SiteProof
AI-assisted property condition reporting, a product my brother and I are building. A vision model detects damage in rental inspection photos; a separate deterministic engine prices the repair, so the model is never in a position to invent a dollar figure. It's live in pilot today.
> open siteproof.ccDamage reports are slow, subjective, and a liability minefield
Rental property inspections produce condition reports that decide who pays for what at move-out, a high-friction, dispute-prone process where a wrong number has real legal and financial weight. The tempting build is "AI that looks at a photo and tells you the repair cost." A property manager or owner would love that. The trap is that an LLM asked for a price will confidently produce one whether or not it has any basis, and a hallucinated repair estimate in a tenant dispute is the kind of error that ends up in small-claims court.
Vision detects, the engine prices. Our core design separates what an LLM is good at from what it must never do. The vision model returns categorical facts only: damage type, severity, material. It's never asked for a dollar figure. A separate deterministic cost engine does the pricing across 62 line items, square-footage based with regional multipliers, validated against 55+ industry pricing sources. The model never touches the pricing path, so it can't hallucinate a number; no prompt or disclaimer required.
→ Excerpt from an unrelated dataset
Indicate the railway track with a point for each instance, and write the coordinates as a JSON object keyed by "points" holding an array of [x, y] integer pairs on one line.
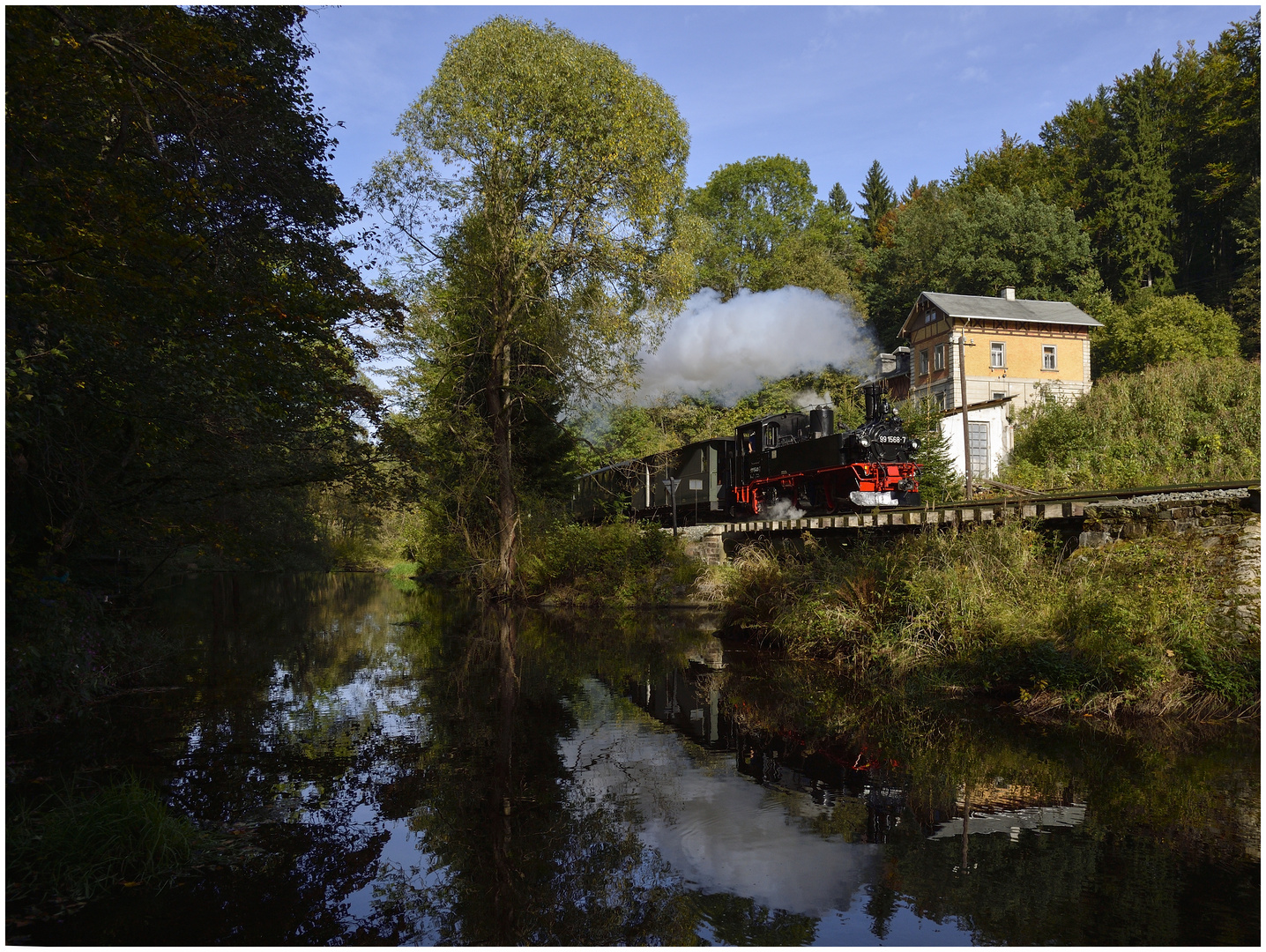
{"points": [[1062, 505]]}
The wording is part of the product. Positioning rules are enforced in code, UX, and terms: "AI-assisted, human-verified," never "AI-powered"; "estimate," never "appraisal." Those words carry legal weight, so they live in a three-layer liability framework instead of a style guide.
An inspector uploads photos. The vision layer classifies each detected issue into structured, categorical fields. Those fields key into the deterministic cost engine, which computes a priced line-item estimate with square-footage and regional adjustments. Every figure a user acts on is labeled by how it was produced, so a number is never mistaken for something it isn't. The result is a defensible condition report instead of an opaque AI guess.
I'm building SiteProof with my brother, who leads sales. We're live in pilot today, collecting real uploads and usage to validate the workflow before we scale the cost model to new regions and item types.